Research Article
Near-Data Prediction Based Speculative Optimization in a Distribution Environment
@INPROCEEDINGS{10.1007/978-3-030-48513-9_9, author={Mingxu Sun and Xueyan Wu and Dandan Jin and Xiaolong Xu and Qi Liu and Xiaodong Liu}, title={Near-Data Prediction Based Speculative Optimization in a Distribution Environment}, proceedings={Cloud Computing, Smart Grid and Innovative Frontiers in Telecommunications. 9th EAI International Conference, CloudComp 2019, and 4th EAI International Conference, SmartGIFT 2019, Beijing, China, December 4-5, 2019, and December 21-22, 2019}, proceedings_a={CLOUDCOMP}, year={2020}, month={6}, keywords={Distributed systems Hadoop Speculative execution Locally weighted regression Near data prediction}, doi={10.1007/978-3-030-48513-9_9} }
- Mingxu Sun
Xueyan Wu
Dandan Jin
Xiaolong Xu
Qi Liu
Xiaodong Liu
Year: 2020
Near-Data Prediction Based Speculative Optimization in a Distribution Environment
CLOUDCOMP
Springer
DOI: 10.1007/978-3-030-48513-9_9
Abstract
Apache Hadoop is an open source software framework that supports data-intensive distributed applications and is distributed under the Apache 2.0 licensing agreement, where consumers will no longer deal with complex configuration of software and hardware but only pay for cloud services on demand.
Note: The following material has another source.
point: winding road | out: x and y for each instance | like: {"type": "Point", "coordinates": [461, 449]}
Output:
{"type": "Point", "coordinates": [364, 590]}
So how to make the performance of the cloud platform become more important in a consumer-centric environment. There exists imbalance between in some distribution of slow tasks, which results in straggling tasks will have a great influence on the Hadoop framework. By monitoring those tasks in real-time progress and copying the potential Stragglers to a different node, the speculative execution (SE) realizes to improve the probability of finishing those backup tasks before the original ones. The Speculative execution (SE) applies this principle and thus proposed a solution to handle the Straggling tasks. At present, the performance of the Hadoop system is unsatisfying because of the erroneous judgement and inappropriate selection for the backup nodes in the current SE policy. This paper proposes an SE optimized strategy which can be used in prediction of near data. In this strategy, the first step is gathering the real-time task execution information and the remaining runtime required for the task is predicted by a local prediction method. Then it chooses a proper backup node according to the near data and actual demand in the second step. On the other side, this model also includes a cost-effective model in order to make the performance of SE to the peak. The results show that using this strategy in Hadoop effectively improves the accuracy of alternative tasks and effects better in heterogeneous Hadoop environments in various situations, which is beneficial to consumers and cloud platform.